[Python-Dev] More compact dictionaries with faster iteration

Thu Dec 13 06:11:23 CET 2012

On Wed, Dec 12, 2012 at 5:06 PM, Dag Sverre Seljebotn
<d.s.seljebotn at astro.uio.no> wrote:
> Perfect hashing already separates "hash table" from "contents" (sort of),
> and saves the memory in much the same way.
>
> Yes, you can repeat the trick and have 2 levels of indirection, but that
> then requires an additional table of small ints which is pure overhead
> present for the sorting; in short, it's no longer an optimization but just
> overhead for the sortability.

I'm confused.  I understood your algorithm to require repacking,
rather than it being a suitable algorithm for incremental change to an
existing dictionary.  ISTM that that would mean you still pay some
sort of overhead (either in time or space) while the dictionary is
still being mutated.

Also, I'm not sure how 2 levels of indirection come into it.   The
algorithm you describe has, as I understand it, only up to 12
perturbation values ("bins"), so it's a constant space overhead, not a
variable one.  What's more, you can possibly avoid the extra memory
access by using a different perfect hashing algorithm, at the cost of
a slower optimization step or using a little more memory.

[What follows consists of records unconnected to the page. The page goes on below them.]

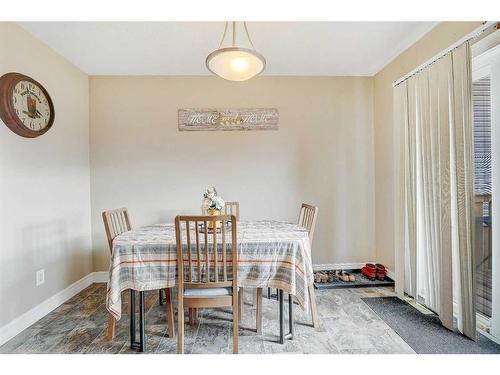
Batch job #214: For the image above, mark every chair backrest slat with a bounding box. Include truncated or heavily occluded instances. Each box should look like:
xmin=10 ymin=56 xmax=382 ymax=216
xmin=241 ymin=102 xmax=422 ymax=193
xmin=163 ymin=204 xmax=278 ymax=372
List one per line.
xmin=194 ymin=220 xmax=202 ymax=282
xmin=298 ymin=203 xmax=318 ymax=245
xmin=175 ymin=215 xmax=238 ymax=288
xmin=224 ymin=201 xmax=240 ymax=221
xmin=102 ymin=208 xmax=132 ymax=252
xmin=222 ymin=225 xmax=227 ymax=281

> Note: I'm NOT suggesting the use of perfect hashing, just making
> sure it's existence is mentioned and that one is aware that if
> always-ordered dicts become the language standard it precludes
> this option far off in the future.

Not really.  It means that some forms of perfect hashing might require
adding a few more ints worth of overhead for the dictionaries that use
it.  If it's really a performance benefit for very-frequently-used
dictionaries, that might still be worthwhile.